Reader: Idle No More not a black and white issue

It was interesting to us to read another perspective on Idle No More in the letter to the editor by Larry Johnston last week

Dear Editor,

It was interesting to us to read another perspective on Idle No More in the letter to the editor by Larry Johnston last week, that is different than our own.

It is difficult to assume, but we felt that the letter seemed to play on the stereotype that aboriginal people of Canada are idle; don’t work and therefore should receive no working benefit like free health care that some First Nations receive. In the least, the letter implied, the Treaty deals between people certainly should be broken.

Both of us work and volunteer lots. As people who have worked in public education, we often hear that we don’t deserve benefits, either. So sometimes, we don’t think it’s really how hard that we work, or what we pay for our benefits, it’s probably something else.

Many of us, like ourselves, hold “individual” private property rights, which we call our title. We work hard to pay for them. Whatever our industry, our wealth comes from the land ultimately.

This titled land is released for sale or lease based on our collective ownership of our country.

So how did our country get this land? The answer is rarely taught in our schools or passed down. Our country got this title by negotiating treaties (or ignoring aboriginal rights in BC, NWT and Yukon). Simply put, we collectively said, if First Nations stop being nomadic and live and stay on these smaller parts of Canada called reserves, this will turn most of Canada into free title to do what we wish as a whole country. First Nations actually paid for their free benefits by selling most of Canada to the Crown. Treaty rights are the social tax our country pays for getting free title forever. This deal continues to make us nearly the richest people in the world.

In Alberta, Canada offered immigrants homestead titles for farming, ranching and town sites; a deal to work hard and, hopefully, prosper. This title process also includes oil/gas leases that weren’t imagined at the time of treaty signing. For this treaty exchange of title, we all agreed to live up to a deal, which hasn’t always been lived up to.

Let’s not forget that from the time of the Treaty signing, First Nations went through a period of immense challenge, but are now are asked to be the same.

Within our two families there are many stories about how aboriginal people were not, and are still not treated the same by fellow Canadians. First Nations has been actively blocked from participating in the same economy.
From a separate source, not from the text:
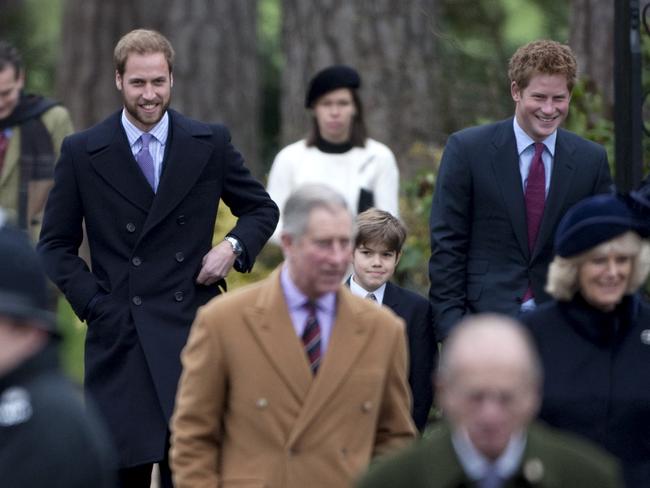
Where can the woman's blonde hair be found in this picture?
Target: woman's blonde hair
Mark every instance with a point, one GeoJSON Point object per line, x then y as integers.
{"type": "Point", "coordinates": [562, 282]}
Yet now, some ask, in utter frustration, that we all be the same.

Canadians collectively treated First Nations people differently for generations. We all made a deal that just can’t be broken by this generation, because some think the First Nations should not get the treaty deal they got, while the rest of Canadians keep the individual land title they obtained.

However, maybe we should all be open to negotiations. We both feel Canada could be better. We don’t believe it will happen by forgetting how we got here. As one family kitchen table debate about ‘Idle No More’ ended in our house, “I guess it’s not all black and white.”